Саша Власин заметил страдания старого приятеля, что-то шепнул охраннику, и тот, покосившись на голову Егорыча у себя подмышкой, нехотя расслабил мышцы. Егорыч выскользнул и нырнул под штатив ближайшей камеры. Камера пошатнулась и стала заваливаться набок. Ее успели подхватить чьи-то руки. Еще чьи-то руки ухватили Егорыча за штаны и потащили назад. Он отчаянно сопротивлялся и кричал что-то вроде:

– Не мешайте работать, я на службе! Государственная компания…
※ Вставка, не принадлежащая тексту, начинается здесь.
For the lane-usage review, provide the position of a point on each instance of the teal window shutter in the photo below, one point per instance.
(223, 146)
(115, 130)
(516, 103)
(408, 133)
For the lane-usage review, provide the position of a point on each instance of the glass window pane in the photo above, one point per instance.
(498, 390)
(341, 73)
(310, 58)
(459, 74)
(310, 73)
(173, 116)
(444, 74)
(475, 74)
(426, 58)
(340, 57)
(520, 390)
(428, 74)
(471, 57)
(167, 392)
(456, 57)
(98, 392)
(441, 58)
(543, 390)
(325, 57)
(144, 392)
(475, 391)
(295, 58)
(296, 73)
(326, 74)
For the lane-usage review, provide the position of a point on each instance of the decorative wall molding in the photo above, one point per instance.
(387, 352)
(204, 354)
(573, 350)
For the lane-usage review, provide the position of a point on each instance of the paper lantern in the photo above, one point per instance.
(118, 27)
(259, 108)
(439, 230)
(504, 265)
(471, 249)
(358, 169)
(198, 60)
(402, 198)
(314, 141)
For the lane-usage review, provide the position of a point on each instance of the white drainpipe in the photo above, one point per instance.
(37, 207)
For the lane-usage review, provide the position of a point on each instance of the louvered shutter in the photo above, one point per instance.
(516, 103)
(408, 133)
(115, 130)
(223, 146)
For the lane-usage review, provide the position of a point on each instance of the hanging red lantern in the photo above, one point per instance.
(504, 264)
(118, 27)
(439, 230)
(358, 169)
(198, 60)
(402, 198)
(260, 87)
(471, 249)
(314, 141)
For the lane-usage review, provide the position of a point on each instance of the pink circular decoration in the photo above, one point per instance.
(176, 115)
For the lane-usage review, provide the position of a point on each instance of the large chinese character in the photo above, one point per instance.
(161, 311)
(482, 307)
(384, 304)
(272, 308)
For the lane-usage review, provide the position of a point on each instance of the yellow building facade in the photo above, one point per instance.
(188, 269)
Но это не помогло. Паника среди репортеров привычно нарастала. Наглее всех вели себя французы и американцы. Они шипели друг на друга, толкались, наступали на ноги, ворчали на службу безопасности. Егорыч ввинтился в их агрессивный строй и замер между дородной американкой с огромными твердыми сиськами и худым, похожим на еврея, французом. Грудь американки легла Егорычу на правое ухо, лишив его слуха процентов на двадцать. Но Егорыч не роптал. Он уперся локтем во француза с семитскими чертами и застрочил что-то в блокноте.

Власин ухватил его за ворот и вытащил из толпы.

– Все, Егорыч, все! Уходят президенты. Беги в тот конец зала. Там телефоны. А то тебя опять затолкают. Гляди, вон ваши уже рванули!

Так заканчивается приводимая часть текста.